19 d) Da die Klägerin der Beklagten danach kein wirksames neues Angebot unterbreitet hat, ist für die Revisionsinstanz davon auszugehen, dass der Vertrag zu den Bedingungen des Angebots der Beklagten vom 10. August 2010 zustande gekommen ist und lediglich im Hinblick auf die einvernehmlich neu festgelegten Fristen eine Änderung erfahren hat.

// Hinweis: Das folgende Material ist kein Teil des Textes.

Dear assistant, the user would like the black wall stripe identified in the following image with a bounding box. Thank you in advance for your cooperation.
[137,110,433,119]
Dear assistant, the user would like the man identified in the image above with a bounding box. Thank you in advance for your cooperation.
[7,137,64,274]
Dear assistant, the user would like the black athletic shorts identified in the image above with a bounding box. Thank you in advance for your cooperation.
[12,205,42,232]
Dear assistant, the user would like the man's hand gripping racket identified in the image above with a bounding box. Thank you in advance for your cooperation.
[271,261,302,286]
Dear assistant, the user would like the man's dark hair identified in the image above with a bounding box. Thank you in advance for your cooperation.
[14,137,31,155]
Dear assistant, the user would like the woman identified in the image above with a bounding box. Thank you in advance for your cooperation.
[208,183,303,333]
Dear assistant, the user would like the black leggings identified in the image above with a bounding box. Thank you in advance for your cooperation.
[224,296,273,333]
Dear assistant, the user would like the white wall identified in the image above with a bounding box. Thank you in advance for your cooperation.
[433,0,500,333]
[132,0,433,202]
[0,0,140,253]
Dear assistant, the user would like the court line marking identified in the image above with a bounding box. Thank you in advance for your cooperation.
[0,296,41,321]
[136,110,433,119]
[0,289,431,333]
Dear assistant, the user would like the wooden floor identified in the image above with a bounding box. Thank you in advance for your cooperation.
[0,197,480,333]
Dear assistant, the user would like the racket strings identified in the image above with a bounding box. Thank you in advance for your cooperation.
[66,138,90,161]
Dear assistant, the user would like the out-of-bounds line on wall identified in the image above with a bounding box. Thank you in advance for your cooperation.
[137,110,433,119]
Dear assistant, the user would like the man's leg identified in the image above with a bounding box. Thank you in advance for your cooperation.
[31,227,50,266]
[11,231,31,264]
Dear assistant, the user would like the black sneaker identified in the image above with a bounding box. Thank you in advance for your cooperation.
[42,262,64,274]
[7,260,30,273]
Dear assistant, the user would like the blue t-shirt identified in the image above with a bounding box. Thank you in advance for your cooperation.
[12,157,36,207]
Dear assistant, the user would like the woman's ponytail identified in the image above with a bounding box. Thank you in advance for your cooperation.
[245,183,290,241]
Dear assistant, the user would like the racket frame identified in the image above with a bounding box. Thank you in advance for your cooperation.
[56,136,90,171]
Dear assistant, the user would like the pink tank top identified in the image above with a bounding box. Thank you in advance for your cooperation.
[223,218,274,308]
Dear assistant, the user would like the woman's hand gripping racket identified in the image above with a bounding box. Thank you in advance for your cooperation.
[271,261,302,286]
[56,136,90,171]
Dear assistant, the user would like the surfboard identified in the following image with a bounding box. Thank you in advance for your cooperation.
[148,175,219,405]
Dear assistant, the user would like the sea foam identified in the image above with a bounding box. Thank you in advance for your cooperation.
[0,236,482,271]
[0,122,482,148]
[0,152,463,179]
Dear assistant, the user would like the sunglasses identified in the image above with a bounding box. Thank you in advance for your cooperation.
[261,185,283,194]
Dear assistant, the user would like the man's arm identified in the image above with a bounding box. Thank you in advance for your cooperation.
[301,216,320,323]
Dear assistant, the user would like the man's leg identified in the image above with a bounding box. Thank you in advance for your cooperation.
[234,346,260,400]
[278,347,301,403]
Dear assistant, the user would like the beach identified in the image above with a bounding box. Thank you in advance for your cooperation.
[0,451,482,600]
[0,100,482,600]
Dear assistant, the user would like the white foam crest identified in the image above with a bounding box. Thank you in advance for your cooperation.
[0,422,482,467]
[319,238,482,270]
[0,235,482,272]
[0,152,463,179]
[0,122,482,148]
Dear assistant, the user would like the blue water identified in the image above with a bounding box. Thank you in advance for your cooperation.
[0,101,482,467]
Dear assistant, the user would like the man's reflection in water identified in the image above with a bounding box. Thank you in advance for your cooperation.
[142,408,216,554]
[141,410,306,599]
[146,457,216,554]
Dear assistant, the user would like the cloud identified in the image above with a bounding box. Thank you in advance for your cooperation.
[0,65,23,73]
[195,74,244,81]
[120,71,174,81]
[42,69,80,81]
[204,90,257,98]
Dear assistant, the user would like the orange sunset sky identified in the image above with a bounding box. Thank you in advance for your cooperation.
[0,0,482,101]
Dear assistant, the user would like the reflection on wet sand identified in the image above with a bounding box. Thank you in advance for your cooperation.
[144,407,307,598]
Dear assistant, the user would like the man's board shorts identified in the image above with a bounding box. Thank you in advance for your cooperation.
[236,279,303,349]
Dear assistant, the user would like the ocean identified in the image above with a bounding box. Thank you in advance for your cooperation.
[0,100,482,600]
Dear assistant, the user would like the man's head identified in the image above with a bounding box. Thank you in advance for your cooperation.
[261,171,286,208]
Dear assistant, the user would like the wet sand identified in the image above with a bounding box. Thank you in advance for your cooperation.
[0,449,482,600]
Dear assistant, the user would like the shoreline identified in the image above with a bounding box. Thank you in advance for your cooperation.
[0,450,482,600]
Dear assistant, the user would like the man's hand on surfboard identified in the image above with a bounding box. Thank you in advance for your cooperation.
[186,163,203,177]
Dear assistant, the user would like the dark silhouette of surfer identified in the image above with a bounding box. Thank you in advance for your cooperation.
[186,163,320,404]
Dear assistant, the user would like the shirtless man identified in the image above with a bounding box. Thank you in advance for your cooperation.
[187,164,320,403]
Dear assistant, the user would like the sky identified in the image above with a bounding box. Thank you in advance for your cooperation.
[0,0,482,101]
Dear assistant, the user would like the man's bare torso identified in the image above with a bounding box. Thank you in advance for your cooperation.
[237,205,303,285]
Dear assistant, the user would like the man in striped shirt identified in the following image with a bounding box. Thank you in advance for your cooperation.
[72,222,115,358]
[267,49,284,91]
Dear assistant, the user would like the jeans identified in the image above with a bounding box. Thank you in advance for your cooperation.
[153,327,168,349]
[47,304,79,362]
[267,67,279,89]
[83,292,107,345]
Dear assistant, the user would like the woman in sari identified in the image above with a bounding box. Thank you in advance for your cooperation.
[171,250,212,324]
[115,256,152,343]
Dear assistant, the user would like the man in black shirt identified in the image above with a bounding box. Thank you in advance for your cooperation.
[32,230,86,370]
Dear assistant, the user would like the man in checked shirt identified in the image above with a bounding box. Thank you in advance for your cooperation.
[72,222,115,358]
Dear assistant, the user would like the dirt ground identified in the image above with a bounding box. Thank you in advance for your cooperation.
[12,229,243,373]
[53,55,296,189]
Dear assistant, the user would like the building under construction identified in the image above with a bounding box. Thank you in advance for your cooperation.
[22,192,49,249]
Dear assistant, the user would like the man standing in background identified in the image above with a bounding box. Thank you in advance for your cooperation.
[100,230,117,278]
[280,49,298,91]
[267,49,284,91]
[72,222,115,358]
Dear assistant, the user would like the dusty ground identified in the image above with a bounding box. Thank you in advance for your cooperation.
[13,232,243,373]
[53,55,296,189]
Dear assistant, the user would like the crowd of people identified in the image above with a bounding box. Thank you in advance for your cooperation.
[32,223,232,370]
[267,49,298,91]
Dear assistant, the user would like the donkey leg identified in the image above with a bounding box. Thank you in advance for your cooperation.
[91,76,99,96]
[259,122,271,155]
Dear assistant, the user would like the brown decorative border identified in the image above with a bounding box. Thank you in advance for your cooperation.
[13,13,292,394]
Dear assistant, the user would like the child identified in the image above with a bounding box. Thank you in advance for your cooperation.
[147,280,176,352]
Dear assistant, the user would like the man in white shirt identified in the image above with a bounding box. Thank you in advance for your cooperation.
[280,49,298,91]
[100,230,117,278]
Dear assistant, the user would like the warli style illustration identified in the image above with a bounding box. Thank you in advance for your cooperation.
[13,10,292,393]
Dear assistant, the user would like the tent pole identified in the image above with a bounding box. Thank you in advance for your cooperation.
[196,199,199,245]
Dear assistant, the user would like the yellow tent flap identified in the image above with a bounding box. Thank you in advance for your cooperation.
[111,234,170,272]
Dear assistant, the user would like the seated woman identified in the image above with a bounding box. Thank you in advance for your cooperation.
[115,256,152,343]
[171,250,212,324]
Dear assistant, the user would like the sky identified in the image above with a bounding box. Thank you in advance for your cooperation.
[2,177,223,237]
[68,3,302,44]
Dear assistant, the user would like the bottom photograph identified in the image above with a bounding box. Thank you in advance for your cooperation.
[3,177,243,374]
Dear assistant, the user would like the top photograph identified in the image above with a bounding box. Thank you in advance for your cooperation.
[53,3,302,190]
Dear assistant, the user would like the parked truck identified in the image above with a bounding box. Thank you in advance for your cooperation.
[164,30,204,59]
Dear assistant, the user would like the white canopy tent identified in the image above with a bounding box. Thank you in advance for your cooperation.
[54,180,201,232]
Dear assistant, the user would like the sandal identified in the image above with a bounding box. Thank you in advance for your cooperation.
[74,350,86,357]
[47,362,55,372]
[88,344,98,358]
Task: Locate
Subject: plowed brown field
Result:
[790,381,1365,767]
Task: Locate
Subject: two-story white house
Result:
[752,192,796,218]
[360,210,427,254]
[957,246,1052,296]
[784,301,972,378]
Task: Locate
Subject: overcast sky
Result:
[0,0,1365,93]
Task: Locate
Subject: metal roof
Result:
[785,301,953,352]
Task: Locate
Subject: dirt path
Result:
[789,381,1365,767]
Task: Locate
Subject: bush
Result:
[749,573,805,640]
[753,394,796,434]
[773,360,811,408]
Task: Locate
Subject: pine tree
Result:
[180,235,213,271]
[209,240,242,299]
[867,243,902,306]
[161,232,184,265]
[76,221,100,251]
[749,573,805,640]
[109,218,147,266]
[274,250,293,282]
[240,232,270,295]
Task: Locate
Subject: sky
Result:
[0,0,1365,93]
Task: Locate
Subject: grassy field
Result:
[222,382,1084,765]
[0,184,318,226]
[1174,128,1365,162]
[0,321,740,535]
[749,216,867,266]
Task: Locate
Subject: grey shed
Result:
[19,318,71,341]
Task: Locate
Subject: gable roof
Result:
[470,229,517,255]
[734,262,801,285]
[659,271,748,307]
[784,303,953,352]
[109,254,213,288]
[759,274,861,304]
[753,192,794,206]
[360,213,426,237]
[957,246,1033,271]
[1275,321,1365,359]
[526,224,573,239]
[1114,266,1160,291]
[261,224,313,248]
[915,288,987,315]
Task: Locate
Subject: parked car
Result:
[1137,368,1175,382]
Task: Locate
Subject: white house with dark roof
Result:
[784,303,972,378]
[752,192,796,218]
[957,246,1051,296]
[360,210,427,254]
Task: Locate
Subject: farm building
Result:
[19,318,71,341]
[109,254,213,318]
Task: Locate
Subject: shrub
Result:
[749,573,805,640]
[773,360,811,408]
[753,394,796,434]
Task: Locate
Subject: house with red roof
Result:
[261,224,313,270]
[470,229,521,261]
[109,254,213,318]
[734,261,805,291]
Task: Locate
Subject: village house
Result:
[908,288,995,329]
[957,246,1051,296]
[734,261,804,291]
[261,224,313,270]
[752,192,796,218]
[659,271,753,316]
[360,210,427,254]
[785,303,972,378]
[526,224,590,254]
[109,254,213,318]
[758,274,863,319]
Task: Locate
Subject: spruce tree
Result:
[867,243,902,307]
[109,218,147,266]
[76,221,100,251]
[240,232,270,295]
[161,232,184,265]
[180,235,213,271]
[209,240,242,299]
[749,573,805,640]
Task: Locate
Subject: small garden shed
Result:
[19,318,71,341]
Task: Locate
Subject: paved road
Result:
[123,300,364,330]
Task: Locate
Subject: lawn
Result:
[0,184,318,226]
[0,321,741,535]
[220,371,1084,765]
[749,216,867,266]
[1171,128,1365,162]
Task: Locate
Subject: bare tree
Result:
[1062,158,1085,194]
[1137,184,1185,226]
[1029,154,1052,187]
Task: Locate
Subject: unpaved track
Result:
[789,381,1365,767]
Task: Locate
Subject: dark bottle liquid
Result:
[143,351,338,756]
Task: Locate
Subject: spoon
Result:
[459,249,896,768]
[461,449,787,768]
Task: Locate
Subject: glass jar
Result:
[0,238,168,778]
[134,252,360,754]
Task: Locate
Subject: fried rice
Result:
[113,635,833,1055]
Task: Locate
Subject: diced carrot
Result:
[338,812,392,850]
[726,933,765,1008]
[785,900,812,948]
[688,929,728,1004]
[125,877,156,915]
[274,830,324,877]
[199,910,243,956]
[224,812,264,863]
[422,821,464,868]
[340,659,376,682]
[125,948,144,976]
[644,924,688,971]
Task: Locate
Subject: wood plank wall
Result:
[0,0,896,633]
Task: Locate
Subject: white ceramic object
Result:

20 3. Das Berufungsgericht durfte daher der Klägerin die geltend gemachte Werklohnforderung nicht zusprechen ohne zu überprüfen, ob diese Forderung durch die von der Beklagten erklärte Aufrechnung gemäß § 389 BGB mit einem Kostenvorschussanspruch in gleicher Höhe erloschen ist. Anders könnte die Rechtslage nur zu beurteilen sein, wenn die Parteien über die von der Klägerin vorgenommenen Änderungen verhandelt hätten; denn dann hätte die Beklagte mit deren Aufnahme in den Vertragstext rechnen müssen. Der Geschäftsführer der Klägerin hat in der mündlichen Verhandlung vor dem Landgericht am 26. April 2012 erklärt, die Einfügung der das Aufrechnungsverbot betreffenden Klausel sei vorher besprochen worden, eventuell mit dem Geschäftsführer J. oder einem anderen Mitarbeiter der Beklagten. Bei den Vertragsverhandlungen sei bereits klar gewesen, dass es Ärger im Zusammenhang mit dem Bauvorhaben in W. gegeben habe. Deswegen sei bei den Vertragsverhandlungen besprochen worden, diese Klausel mit aufzunehmen. Dieses Vorbringen hat die Beklagte bestritten und insoweit sowohl Beweis durch Parteivernehmung als auch Zeugenvernehmung angeboten. Diesem Vorbringen der Parteien wird das Berufungsgericht daher noch nachzugehen haben.

III.

21 Der angefochtene Beschluss kann daher keinen Bestand haben. Er ist
aufzuheben und die Sache ist zur neuen Verhandlung und Entscheidung an das Berufungsgericht zurückzuverweisen.